Lookup without Replacement

Lookup without Replacement#

Consider two vectors, e.g. L: 'abacba' and R: 'baabaac'. By now, you should know about dyadic ⍳:

L←'abacba'
R←'baabaac'
L⍳R

2 1 1 2 1 1 4

That finds first location in L of each element in R.

However, what if we wanted the first b in R to “consume” the first b in L so that the second b in R would have to contend with the index of the second b in L?

That is, we want some function which gives 2 1 3 5 6 7 4. You could call it “iota without replacement”. As, in a sense, the iota progresses through L as it finds element from R, it is also known in APL circles as “progressive dyadic iota”.

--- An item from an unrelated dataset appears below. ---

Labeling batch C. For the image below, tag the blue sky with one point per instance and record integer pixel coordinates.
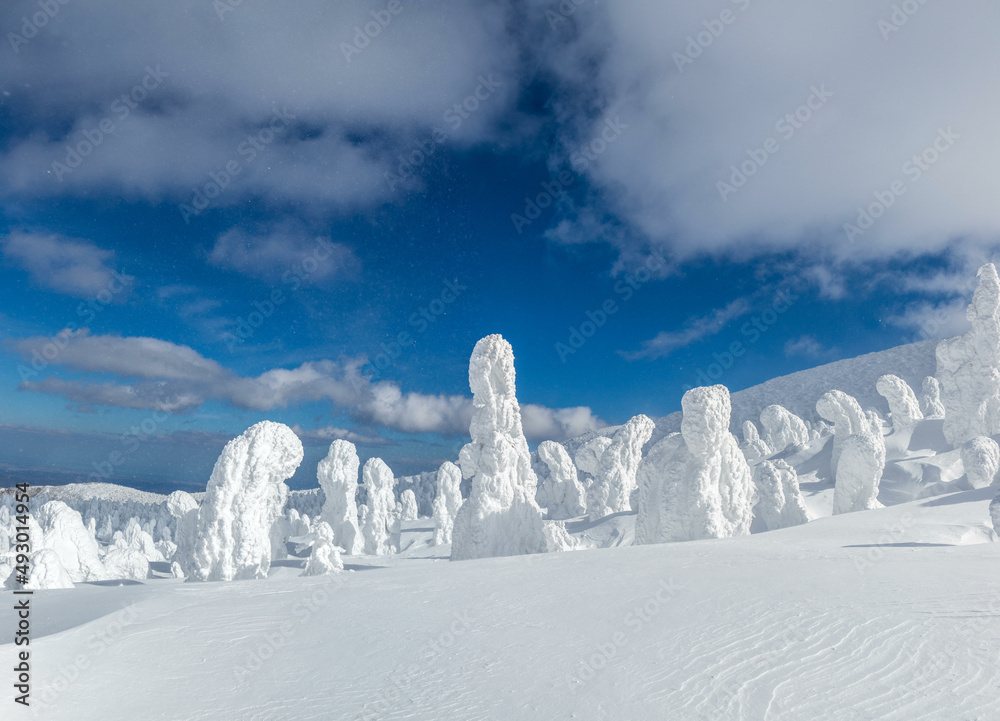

'a1' 'b1' 'a2' 'c1' 'b2' 'a3' ⍳ 'b1' 'a1' 'a2' 'b2' 'a3' 'a4' 'c1'

2 1 3 5 6 7 4

So, because we numbered the as (which otherwise all match each other) and the bs, the right pairs get matched up.

While ⍋ gives us the indices that will sort, ⍋⍋ gives us the positions that each element will occupy in the sorted result.

↑L (L⍳L) (⍋⍋L⍳L)

a b a c b a 1 2 1 4 2 1 1 4 2 6 5 3

The first line is the data and the second is the indices of the first occurrences (i.e. all identical items will get the same index). The third line is the position that each will occupy when sorted. That means that identical elements get consecutive positions.

E.g. you can see that the first b gets 4 (because there are 3 as) and the second gets 5.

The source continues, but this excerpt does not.